“Time is blind, but man is stupid.” — Victor Hugo

August 19, 2010

CHARLES LAUGHTON

I heard a promo recently about a segment on Public Radio, and the gist of it was, “What book did you read when you were young that changed your life?” I heard only the promo, but it got me to thinking about the question, and my answer — momentous if not quite life-changing — seemed to be Victor Hugo’s 1831 novel known in English as “The Hunchback of Notre Dame” and in French as “Notre Dame de Paris.” I was around 13 or 14 years old when I spotted a paperback copy of the novel on one of those carousels in a sweet shop near our house. I think I was attracted to it because  of the suggestive illustration of the gypsy girl Esmeralda  on the cover. (Did I mention that I was about 14?) In those days a paperback book cost less than a  buck, so I bought it and sneaked it into the house, figuring the cover might attract unwanted attention.

VICTOR HUGO

I went to elementary school from the late ’40s to the mid ’50s, and the most provocative thing I read was Henry Wadsworth Longfellow’s “Hiawatha.” I was taking quite a leap from that curriculum to Victor Hugo — although I didn’t know it at the outset because writers like Victor Hugo weren’t mentioned at Memorial School. I was mesmerized by the book. I read it over and over. I certainly had never read such descriptions of lust and violence, and I was scandalized but fascinated by the idea of all this immorality in the Church.

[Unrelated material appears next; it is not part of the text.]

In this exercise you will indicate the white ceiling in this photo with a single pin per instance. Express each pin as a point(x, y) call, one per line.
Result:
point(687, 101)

What I found most absorbing, however, was not the salacious aspects of the plot nor the images of Esmeralda but the deformed bell ringer, Quasimodo, who has become the popular symbol of this story. As I mentioned in a post about six months ago, Quasimodo was so named because when he was an infant his mother abandoned him at the cathedral of Our Lady of Paris (“Notre Dame de Paris”) on Quasimodo Sunday — the first Sunday after Easter. The Introit of the Mass for that day is taken from the second chapter of the First Letter of Peter: Quasi modo geniti infantes, rationabile, sine dolo lac concupiscite ut in eo crescatis in salutem si gustastis quoniam dulcis Dominus. That passage is often translated, As newborn infants do, long for pure spiritual milk so that through it you may grow into salvation, for you have tasted that the Lord is good.

NOTRE DAME DE PARIS

When I first read the novel, I was especially energized by the passage in which Quasimodo defies both public and ecclesiastical authority and rescues Esmeralda from imminent execution, and I was deflated by his ultimate failure to save her. Aside from the drama, though, one seemingly innocuous phrase in the translation I read had a permanent impact on me — so much so that I recall it more than 50 years later. It was Hugo’s reference to Quasimodo as “the unfortunate man.”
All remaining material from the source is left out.